Der Versandhändler arbeitet dafür mit dem Start-up Save Your Wardrobe zusammen, über dessen Plattform die Reparatur online gebucht werden kann. Der Versand erfolgt über das Zalando Logistiknetzwerk. Die Kosten für Reparatur oder Reinigung legen die Betriebe fest. Sole Fresh ist eines von bisher vier. Es berechnet für die Reinigung und Wiederaufbereitung von Sneakern zwischen 20 und 45 Euro. Dazu kommen für die Kunden Lieferkosten und Servicegebühren.
Früher eine Selbstverständlichkeit
Das Familienunternehmen Schöffel blickt auf eine mehr als 200-jährige Geschichte als Bekleidungsunternehmen zurück. Einen Reparaturservice bietet es seit der ersten Wanderhose an, die vor über 50 Jahren produziert wurde. "Früher waren Reparaturen eine Selbstverständlichkeit, zwischenzeitlich waren sie in den Hintergrund geraten und gewinnen nun mit wachsendem Bewusstsein für Nachhaltigkeit wieder an Relevanz", erklärt Sprecherin Katrin Lörch. Inzwischen bietet Schöffel auch Reinigung, Imprägnier- und Änderungsservices an.

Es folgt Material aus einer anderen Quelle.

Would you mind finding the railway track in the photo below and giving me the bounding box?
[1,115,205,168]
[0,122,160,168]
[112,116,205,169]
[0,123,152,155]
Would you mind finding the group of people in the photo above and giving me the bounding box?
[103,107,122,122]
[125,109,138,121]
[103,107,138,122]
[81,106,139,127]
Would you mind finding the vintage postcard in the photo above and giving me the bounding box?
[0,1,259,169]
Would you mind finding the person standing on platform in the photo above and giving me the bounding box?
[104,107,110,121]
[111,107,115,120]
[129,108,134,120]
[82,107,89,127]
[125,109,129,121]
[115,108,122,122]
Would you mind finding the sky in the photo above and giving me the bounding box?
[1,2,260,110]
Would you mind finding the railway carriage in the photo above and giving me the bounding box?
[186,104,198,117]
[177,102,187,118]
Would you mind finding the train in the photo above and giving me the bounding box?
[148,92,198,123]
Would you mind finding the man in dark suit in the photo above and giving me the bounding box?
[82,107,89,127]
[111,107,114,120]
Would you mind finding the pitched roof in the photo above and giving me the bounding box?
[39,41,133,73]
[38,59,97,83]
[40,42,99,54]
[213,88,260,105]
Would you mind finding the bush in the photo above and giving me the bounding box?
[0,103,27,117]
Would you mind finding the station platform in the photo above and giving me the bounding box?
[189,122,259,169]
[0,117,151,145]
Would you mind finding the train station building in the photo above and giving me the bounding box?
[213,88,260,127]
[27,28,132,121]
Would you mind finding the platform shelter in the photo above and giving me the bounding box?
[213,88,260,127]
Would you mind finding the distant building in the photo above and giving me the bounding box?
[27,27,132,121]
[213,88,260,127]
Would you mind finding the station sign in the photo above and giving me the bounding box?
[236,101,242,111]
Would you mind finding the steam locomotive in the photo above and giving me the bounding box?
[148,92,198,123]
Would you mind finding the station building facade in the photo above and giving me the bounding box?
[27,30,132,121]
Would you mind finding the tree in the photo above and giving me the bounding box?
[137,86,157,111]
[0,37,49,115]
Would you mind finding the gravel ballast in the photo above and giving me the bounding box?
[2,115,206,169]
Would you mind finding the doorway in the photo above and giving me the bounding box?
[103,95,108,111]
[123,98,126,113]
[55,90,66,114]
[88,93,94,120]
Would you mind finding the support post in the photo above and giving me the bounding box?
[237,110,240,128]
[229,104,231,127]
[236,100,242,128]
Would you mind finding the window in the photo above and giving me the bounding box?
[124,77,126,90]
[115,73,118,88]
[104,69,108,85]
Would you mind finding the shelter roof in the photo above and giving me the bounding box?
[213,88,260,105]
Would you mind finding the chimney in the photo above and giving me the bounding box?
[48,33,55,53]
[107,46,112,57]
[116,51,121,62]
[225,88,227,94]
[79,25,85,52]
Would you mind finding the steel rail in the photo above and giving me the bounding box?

Damit ist die Firma kein Einzelfall. Andere Anbieter zeigen auf ihren Internetseiten, wie sich Fahrradtaschen oder auch Jeans schnell und einfach reparieren lassen. "Das ist für viele Unternehmen gelebte Nachhaltigkeit und gehört zu ihrer Unternehmensphilosophie", sagt eine Sprecherin des Gesamtverbandes der deutschen Textil- und Modeindustrie.
Kritik an "Fast Fashion"
Die so genannte "Fast Fashion", der immer schnellere Wechsel von Modeartikeln, sorgt dafür, dass Klamotten immer kürzer getragen werden: Was nicht gefällt, landet in der Tonne. Mehr als 70 Prozent der Fasern, die von der globalen Modeindustrie jährlich hergestellt werden, wandern nach einer Schätzung der in Großbritannien registrierten Wohltätigkeitsorganisation Ellen MacArthur Foundation in den Müll. Nicht einmal ein Prozent werde für neue Bekleidung wiederverwendet.
Das Kölner Modelabel Armedangels kritisiert genau das. "Der Modeindustrie fehlt es an skalierbaren Lösungen, um mit den wachsenden Bergen unerwünschter Kleidung fertig zu werden," erklärt deren Corporate Responsibility Managerin Lavinia Muth. Das Unternehmen hat deshalb seit kurzem Shirts mit einer "Circularity.ID" im Angebot. Mit Hilfe dieses NFC-Tags testet Armedangels Systeme für Alttextilsortierung, Wiederverkauf sowie hochwertiges Recycling. Ziel ist ein echtes Kreislaufsystem in der Modebranche zu etablieren. Das Projekt läuft vorerst bis Ende kommenden Jahres.
Kleidung als "ein Stück Geschichte"
Reparatur, Wiederverwendung, Upcycling, Recycling - Orientierung hierzu bietet beispielsweise die Berliner Internetplattform A-gain Guide an. Auf einem digitalen Stadtplan lässt sich nach den einzelnen Angeboten wie Änderungsschneiderei, Taschenreparatur, Flohmarkt oder auch Leihservices suchen - und das für jeden Bezirk. Die selbsternannten und vom Berliner Senat unterstützten Textilretter glauben nach eigenen Angaben "an eine Zukunft, in der unsere Kleidungsstücke wieder geliebt werden, ein möglichst langes Leben führen und ein Stück Geschichte bewahren - die von Generation zu Generation weitergetragen und wiederverwertet oder gar aufgewertet werden".
Ganz so weit geht Zalando nicht. "Care & Repair" ist Teil der Nachhaltigkeitsstrategie des Unternehmens. Kurzfristig will der Versandhändler damit bis 2023 die Lebensdauer von mindestens 50 Millionen Modeartikeln verlängern.